Çin Piyasalarına Şans Verilmeli mi?
- Ömer Hacıhamzaoğlu
- 18 Oca 2024
- 5 dakikada okunur
Güncelleme tarihi: 26 Eyl 2024

Son dönemde pek de parmakla gösterilmeyen Çin’in incelenmeye değer bir yapısı var. Her seferinde bitti denilen ve tüm ters bahisleri haksız çıkaran yapısıyla dönemsel fırsatların bol olduğu bir ülke olan Çin’e bir bakış atıp yatırımlar konusunda ufkunuzu tahtacılardan öteye taşıyacağım. Çin borsalarının erişilmez yapısını, Çin’in makro sorunlarını ve bu piyasalara nasıl yatırım yapabileceğinizi inceleyeceğiz.
Öncelikle anlamamız gereken durum Çin borsalarının aynı Çin gibi kapalı kutular olduğu. Bunu şu şekilde açıklamak doğru olacaktır: Çin borsaları dışarıdan aşırı regüle edilmişken içerinden neredeyse hiç regülasyona sahip değildir. Öncelikle Çin’de iki temel borsa vardır: Shenzhen ve Şangay. Basitçe NYSE (New York Stock Exchange) ve Nasdaq gibi biri diğerinden büyükken diğerinin teknoloji ağırlıklı hisseleri içerdiğini söyleyebiliriz. Çin’i anlamaya borsaları anlamayla başlamamız gerekir. NYSE Amerikan bayraklarıyla donatılmış tarihi binasıyla bir devlet kurumu görünüşünde olsa da ICE (Intercontinental Exchange) isimli özel bir şirketin sahipliğinde olan bir borsadır yani devletle hiçbir bağı bulunmamaktadır, herhangi bir fonlama almaz dolayısıyla yapılacak listelemelere ya da düzenlemelere devlet önceden belirlediği piyasa dengeleyici regülasyonlar dışında müdahalede bulunmaz. Şirket finansal hizmetlerden, listelemelerden para kazanır bu nedenle halka arz edilecek şirketlere kapısı açıktır ve olabildiğince yeni oyuncuları piyasaya sokmak için çalışmada bulunur. Buna karşın Çin borsaları teoride komünist olan devletin bir kurumu gibidirler ve ordudan farksızdırlar, arzlar, finansmanlar ve yatırım şartları devletin düzenlemesi altında şekillenir.

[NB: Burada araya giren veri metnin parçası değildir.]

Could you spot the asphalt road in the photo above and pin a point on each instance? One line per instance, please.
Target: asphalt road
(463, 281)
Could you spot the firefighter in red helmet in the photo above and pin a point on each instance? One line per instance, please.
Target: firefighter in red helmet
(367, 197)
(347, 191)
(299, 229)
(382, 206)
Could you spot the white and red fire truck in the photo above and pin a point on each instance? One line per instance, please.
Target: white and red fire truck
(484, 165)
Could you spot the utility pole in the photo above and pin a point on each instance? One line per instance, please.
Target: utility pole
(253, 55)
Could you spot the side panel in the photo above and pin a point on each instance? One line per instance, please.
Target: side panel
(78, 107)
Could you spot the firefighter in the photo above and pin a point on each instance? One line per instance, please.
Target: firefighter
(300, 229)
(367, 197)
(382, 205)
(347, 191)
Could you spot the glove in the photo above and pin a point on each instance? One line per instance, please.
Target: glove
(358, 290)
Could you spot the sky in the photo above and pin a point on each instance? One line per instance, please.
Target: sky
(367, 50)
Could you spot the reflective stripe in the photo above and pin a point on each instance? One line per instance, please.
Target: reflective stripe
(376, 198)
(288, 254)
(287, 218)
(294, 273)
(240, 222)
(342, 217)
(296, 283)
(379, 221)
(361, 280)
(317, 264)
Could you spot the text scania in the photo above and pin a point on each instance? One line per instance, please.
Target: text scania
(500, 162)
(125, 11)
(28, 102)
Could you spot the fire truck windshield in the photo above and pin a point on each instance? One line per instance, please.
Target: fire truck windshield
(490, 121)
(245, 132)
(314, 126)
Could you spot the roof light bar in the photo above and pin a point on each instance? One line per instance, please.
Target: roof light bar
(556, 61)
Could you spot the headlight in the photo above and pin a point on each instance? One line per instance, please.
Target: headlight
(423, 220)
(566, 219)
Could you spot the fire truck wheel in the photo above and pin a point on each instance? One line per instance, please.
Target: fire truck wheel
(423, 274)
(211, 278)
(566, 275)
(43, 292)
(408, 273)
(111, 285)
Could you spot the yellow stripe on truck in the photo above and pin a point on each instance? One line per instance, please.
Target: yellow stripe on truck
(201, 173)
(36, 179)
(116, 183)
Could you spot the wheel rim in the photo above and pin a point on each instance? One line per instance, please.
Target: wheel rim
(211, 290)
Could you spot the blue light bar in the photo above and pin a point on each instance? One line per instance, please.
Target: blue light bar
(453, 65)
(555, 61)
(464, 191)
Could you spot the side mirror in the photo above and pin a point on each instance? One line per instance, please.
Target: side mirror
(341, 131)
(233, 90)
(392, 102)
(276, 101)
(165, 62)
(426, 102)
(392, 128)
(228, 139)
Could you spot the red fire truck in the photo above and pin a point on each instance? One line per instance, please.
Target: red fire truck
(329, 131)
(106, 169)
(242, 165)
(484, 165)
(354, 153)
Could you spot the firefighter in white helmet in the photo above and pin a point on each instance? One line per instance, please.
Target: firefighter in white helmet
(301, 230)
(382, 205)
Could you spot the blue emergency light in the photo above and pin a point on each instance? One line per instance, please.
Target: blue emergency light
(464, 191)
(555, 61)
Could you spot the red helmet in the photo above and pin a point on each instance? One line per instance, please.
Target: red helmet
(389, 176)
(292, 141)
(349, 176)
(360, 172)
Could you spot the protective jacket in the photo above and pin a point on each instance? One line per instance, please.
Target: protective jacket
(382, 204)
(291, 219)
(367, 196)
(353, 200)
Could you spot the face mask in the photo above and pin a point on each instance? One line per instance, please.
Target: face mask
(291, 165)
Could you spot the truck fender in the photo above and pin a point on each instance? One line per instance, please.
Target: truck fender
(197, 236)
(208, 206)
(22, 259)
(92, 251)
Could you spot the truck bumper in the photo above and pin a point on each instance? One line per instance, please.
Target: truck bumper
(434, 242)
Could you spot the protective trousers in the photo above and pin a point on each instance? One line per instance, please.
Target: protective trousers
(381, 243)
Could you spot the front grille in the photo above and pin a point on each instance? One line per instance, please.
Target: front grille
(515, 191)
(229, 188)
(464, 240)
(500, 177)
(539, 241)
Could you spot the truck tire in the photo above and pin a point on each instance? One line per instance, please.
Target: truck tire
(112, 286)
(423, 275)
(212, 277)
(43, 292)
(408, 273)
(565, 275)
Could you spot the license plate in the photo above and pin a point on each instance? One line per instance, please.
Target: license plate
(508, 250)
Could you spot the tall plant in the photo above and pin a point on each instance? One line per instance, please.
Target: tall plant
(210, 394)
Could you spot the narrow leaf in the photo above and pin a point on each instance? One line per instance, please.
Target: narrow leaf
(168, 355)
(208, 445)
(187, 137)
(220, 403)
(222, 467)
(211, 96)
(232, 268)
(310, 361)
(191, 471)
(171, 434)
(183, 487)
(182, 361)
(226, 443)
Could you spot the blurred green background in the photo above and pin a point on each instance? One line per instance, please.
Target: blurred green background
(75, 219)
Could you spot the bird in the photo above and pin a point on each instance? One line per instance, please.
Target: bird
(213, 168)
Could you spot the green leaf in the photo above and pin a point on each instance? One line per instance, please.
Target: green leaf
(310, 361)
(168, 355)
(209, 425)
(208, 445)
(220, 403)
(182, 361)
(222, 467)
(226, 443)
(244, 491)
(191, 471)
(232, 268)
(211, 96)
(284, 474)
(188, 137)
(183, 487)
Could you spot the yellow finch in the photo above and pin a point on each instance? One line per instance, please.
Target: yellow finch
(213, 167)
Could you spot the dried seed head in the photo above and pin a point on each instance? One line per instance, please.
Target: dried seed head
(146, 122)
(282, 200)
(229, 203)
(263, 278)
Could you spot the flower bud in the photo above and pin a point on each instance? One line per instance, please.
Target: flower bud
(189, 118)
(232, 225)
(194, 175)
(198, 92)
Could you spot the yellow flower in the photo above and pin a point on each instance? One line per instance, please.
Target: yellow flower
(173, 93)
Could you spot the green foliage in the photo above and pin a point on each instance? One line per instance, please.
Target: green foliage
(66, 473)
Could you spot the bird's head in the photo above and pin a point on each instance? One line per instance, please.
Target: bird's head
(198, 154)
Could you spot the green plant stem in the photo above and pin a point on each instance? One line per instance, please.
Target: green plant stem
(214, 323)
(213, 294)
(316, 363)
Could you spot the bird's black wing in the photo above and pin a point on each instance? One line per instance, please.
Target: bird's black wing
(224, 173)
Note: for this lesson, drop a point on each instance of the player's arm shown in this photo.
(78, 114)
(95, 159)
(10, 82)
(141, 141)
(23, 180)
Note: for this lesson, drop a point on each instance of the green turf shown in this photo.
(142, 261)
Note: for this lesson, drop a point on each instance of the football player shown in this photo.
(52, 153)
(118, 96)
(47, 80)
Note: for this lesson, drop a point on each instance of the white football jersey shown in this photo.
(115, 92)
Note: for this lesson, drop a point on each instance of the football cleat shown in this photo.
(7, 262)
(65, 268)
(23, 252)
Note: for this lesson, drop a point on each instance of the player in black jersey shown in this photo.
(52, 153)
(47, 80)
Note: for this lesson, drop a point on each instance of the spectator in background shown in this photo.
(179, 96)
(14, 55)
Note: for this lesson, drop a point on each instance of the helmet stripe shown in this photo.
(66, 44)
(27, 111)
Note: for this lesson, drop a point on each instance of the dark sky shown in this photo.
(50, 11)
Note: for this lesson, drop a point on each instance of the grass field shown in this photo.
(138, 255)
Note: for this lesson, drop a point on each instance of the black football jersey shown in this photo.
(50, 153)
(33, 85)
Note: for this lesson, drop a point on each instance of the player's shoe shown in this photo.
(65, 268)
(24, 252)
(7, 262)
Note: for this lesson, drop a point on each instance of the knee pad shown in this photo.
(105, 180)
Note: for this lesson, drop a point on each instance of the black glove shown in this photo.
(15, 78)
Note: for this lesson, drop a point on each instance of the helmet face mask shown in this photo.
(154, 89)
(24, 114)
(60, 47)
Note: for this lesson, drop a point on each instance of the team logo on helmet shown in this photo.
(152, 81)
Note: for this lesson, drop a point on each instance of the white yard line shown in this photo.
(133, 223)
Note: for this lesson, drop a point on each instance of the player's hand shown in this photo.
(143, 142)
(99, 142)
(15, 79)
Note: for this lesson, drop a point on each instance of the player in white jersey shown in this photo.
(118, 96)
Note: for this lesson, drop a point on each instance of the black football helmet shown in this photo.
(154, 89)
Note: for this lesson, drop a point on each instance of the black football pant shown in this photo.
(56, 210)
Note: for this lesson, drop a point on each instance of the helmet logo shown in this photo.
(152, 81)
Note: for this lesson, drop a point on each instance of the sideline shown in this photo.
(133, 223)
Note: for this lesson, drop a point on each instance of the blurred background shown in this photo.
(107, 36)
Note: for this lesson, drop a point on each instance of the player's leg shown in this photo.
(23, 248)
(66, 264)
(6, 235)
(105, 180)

Bunun birkaç sıkıntısı vardır. İlk olarak Amerikan borsalarında bir arzın hızlıca gerçekleşmemesi için çok az sebep bulunur çünkü devletin temel şartlarını sağlayan herhangi bir şirketin arzından borsa kâr edecektir. Ancak durumlar Çin’de farklı. Bir şirket olarak arz mı olacaksınız? 4 yıl beklemenizde bir sakınca olmayabilir. Bunun yanında şirketlerin paylarına kimlerin sahip olacağı, raporlama standartları ve en önemlisi kimlerin yatırım yapabileceği de Çin’de aşırı kısıtlanmıştır. Durumu daha iyi anlamanız için bir yabancı yatırımcı olarak devletin belirlemiş olduğu en az birini karşılamanız gereken şartlar şu şekilde: kalıcı Çin ikametgâh kartına sahip olmak, Çin’de çalışmak, listelenen şirketin çalışanı olmak ya da hem Çin’de hem de uluslararası alanda hizmet gösteren bir şirketin sahibi olmak. Özetle pek kimseyi istemiyorlar. Üstelik yatırımcılar bu şartları karşılasa bile şirketlerde oy hakkı olmayan hissedar konumunda bulunabilirler yani sadece kârlara ortaklar, kararlara değil.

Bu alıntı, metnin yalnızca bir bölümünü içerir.